Que risque une entreprise n’ayant pas
un logiciel anti-fraude TVA ?


Article écrit par Maria

mis à jour le 5 janvier 2022


Depuis le 1er janvier 2018, pour renforcer la lutte contre la fraude à la TVA liée à l’utilisation de logiciels permettant la dissimulation de recettes, l’administration fiscale fixe des exigences précises concernant l’enregistrement des règlements reçus de vos clients (Bulletin officiel des finances publiques BOI-TVA-DECLA-30-10-30-20180704).

 

Qu’est ce que la loi anti-fraude ?

Ayant pour but de lutter contre la fraude à la TVA et la dissimulation des recettes, elle ordonne l’utilisation d’un logiciel de caisse certifié, satisfaisant à des conditions d’inaltérabilité, de sécurisation, de conservation et d’archivage des données en vue du contrôle de l’administration fiscale. 

 

Qui est concerné par cette nouvelle obligation ?

Toute personne assujettie à la taxe sur la valeur ajoutée (TVA) 1 qui effectue des livraisons de biens et des prestations de services à destination de clients particuliers (ce sont des opérations qui ne donnent pas lieu à facturation conformément à l’article 289 du CGI).

 

Qu’est-ce qu’un logiciel ou système de caisse ?

Un logiciel ou système de caisse est un système informatique doté d’une fonctionnalité de caisse, laquelle consiste à mémoriser et à enregistrer extra-comptablement des paiements reçus (quel que soit le mode de paiement) en contrepartie d’une vente de marchandises ou de prestations de services.

Sont concernés, quels que soient leur déclinaison : solutions déployées au sein des entreprises ou accessibles en ligne (hébergées, en cloud, en Saas, etc.), solutions standard ou spécifiques ou logiciels libres / open source ou développées en interne.

Quelles sont les 4 exigences incontournables de cette obligation ?

Pour s’assurer de la bonne conformité de vos solutions logicielles vis-à-vis des quatre grandes exigences de ce texte réglementaire visant à lutter contre la fraude à la TVA, vous devez disposer d’un certificat délivré par un organisme accrédité ou d’une attestation individuelle de l’éditeur.
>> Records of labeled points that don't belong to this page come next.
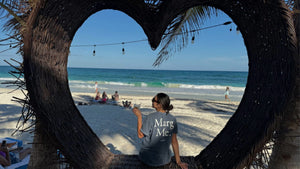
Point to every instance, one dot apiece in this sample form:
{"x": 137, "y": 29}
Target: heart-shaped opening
{"x": 268, "y": 90}
{"x": 197, "y": 96}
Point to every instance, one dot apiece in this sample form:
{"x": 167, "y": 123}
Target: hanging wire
{"x": 141, "y": 40}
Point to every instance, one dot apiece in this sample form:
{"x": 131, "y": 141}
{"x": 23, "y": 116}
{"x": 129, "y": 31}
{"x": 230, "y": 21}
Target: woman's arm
{"x": 138, "y": 114}
{"x": 176, "y": 152}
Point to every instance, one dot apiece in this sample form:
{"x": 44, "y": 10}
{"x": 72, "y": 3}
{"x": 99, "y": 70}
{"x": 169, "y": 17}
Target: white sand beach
{"x": 199, "y": 121}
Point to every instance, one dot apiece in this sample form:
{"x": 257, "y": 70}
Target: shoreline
{"x": 199, "y": 121}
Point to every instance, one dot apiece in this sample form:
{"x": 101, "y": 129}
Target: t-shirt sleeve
{"x": 146, "y": 126}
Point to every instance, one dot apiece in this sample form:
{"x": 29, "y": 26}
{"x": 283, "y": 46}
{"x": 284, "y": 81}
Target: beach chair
{"x": 15, "y": 146}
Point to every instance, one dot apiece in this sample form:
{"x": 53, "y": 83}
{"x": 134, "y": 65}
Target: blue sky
{"x": 214, "y": 49}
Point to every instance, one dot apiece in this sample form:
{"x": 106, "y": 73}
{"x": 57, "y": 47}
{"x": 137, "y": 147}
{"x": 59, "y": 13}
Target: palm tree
{"x": 286, "y": 152}
{"x": 47, "y": 34}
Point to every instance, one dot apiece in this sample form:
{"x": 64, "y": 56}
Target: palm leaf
{"x": 179, "y": 31}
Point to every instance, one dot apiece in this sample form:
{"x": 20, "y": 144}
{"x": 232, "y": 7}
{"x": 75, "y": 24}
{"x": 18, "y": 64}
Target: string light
{"x": 136, "y": 41}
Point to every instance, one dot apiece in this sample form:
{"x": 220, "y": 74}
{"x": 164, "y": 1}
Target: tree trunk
{"x": 286, "y": 153}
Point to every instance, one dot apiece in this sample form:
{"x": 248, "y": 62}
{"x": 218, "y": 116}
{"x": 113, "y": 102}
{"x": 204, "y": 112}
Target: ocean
{"x": 201, "y": 85}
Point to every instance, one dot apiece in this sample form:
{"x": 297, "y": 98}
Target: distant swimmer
{"x": 227, "y": 94}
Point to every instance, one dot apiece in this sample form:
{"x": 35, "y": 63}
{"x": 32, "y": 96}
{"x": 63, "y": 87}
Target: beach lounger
{"x": 15, "y": 145}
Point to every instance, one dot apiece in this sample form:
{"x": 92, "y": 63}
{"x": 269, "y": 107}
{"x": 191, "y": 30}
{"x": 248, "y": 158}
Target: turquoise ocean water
{"x": 208, "y": 85}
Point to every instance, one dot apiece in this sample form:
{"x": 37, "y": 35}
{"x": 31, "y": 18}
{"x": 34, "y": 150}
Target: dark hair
{"x": 164, "y": 100}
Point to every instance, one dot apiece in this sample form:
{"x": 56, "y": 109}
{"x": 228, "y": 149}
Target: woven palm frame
{"x": 270, "y": 43}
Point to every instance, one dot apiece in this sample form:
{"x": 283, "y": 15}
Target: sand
{"x": 199, "y": 121}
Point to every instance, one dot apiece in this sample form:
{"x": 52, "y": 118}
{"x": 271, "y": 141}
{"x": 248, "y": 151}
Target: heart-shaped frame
{"x": 270, "y": 44}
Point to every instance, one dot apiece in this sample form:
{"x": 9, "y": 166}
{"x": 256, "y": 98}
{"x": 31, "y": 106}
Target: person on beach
{"x": 96, "y": 87}
{"x": 104, "y": 97}
{"x": 159, "y": 127}
{"x": 97, "y": 98}
{"x": 115, "y": 97}
{"x": 227, "y": 94}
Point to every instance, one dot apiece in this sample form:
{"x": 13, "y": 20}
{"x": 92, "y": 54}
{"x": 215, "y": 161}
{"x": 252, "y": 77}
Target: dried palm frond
{"x": 179, "y": 31}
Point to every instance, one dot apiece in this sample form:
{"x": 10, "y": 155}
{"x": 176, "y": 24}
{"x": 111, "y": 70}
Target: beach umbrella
{"x": 269, "y": 98}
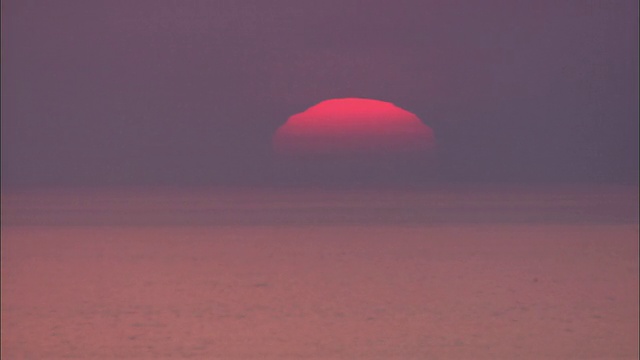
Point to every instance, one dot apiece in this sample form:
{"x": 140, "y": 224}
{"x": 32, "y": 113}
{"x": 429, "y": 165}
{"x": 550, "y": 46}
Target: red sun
{"x": 353, "y": 126}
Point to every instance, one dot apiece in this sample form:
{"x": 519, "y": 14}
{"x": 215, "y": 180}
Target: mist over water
{"x": 324, "y": 206}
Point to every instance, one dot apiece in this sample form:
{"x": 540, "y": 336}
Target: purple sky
{"x": 157, "y": 92}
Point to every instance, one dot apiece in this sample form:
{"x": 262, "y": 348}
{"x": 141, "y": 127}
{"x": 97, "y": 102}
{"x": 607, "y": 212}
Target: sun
{"x": 353, "y": 126}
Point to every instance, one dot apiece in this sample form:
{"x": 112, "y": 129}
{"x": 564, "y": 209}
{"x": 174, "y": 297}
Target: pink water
{"x": 359, "y": 290}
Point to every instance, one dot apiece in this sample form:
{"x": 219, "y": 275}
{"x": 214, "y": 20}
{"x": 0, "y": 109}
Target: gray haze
{"x": 158, "y": 92}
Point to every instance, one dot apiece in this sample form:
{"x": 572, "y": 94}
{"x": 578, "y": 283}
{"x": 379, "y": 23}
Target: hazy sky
{"x": 158, "y": 92}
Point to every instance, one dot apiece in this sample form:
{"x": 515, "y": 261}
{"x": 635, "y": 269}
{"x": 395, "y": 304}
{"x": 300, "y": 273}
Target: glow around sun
{"x": 350, "y": 126}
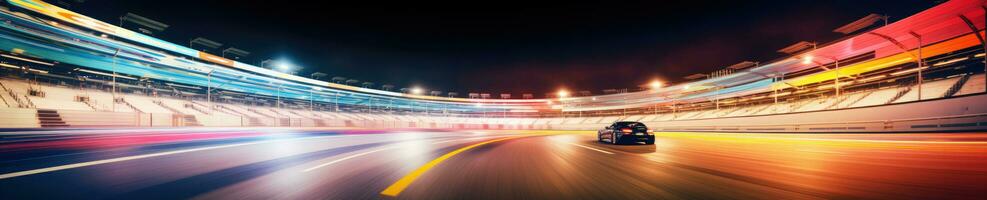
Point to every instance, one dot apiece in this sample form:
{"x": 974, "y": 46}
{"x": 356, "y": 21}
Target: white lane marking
{"x": 112, "y": 160}
{"x": 378, "y": 150}
{"x": 591, "y": 148}
{"x": 345, "y": 158}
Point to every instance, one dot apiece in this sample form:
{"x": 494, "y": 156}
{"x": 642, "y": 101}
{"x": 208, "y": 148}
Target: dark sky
{"x": 500, "y": 46}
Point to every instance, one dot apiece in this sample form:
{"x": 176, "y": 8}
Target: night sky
{"x": 497, "y": 47}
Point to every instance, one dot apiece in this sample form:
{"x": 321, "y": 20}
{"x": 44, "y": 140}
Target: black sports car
{"x": 626, "y": 131}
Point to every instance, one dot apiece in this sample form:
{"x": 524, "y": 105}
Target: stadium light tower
{"x": 417, "y": 90}
{"x": 655, "y": 84}
{"x": 563, "y": 93}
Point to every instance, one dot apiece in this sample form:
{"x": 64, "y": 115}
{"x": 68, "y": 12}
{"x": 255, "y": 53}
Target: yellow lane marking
{"x": 120, "y": 159}
{"x": 591, "y": 148}
{"x": 403, "y": 183}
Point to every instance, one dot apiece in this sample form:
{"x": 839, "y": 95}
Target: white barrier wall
{"x": 19, "y": 118}
{"x": 954, "y": 114}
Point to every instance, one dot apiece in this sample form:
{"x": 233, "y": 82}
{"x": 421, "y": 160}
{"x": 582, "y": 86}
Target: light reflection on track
{"x": 293, "y": 165}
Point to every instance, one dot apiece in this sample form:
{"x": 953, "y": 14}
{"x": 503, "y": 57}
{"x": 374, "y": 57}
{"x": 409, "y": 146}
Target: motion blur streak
{"x": 399, "y": 186}
{"x": 558, "y": 166}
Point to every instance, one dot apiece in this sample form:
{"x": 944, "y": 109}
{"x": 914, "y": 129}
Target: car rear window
{"x": 630, "y": 124}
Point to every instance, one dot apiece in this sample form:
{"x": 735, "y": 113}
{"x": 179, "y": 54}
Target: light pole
{"x": 114, "y": 86}
{"x": 562, "y": 95}
{"x": 920, "y": 63}
{"x": 209, "y": 89}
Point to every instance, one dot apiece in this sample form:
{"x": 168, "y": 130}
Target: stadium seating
{"x": 146, "y": 104}
{"x": 975, "y": 84}
{"x": 166, "y": 111}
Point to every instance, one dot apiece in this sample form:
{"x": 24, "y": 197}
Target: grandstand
{"x": 125, "y": 80}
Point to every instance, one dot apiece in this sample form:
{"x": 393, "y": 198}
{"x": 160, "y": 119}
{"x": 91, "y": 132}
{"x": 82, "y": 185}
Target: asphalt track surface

L’entreprise est tenue de présenter ce certificat ou cette attestation pour chacun des logiciels possédés et soumis à cette réglementation lors d’une demande de l’administration fiscale mais également à la demande des douanes.

 

Les 4 exigences sont les suivantes :

un   Inaltérabilité des données

deux   Sécurisation des données

trois   Conservation des données

quatre   Archivage des données

 

Quels sont les risques encourus pour une entreprise non équipée d’un  logiciel certifié?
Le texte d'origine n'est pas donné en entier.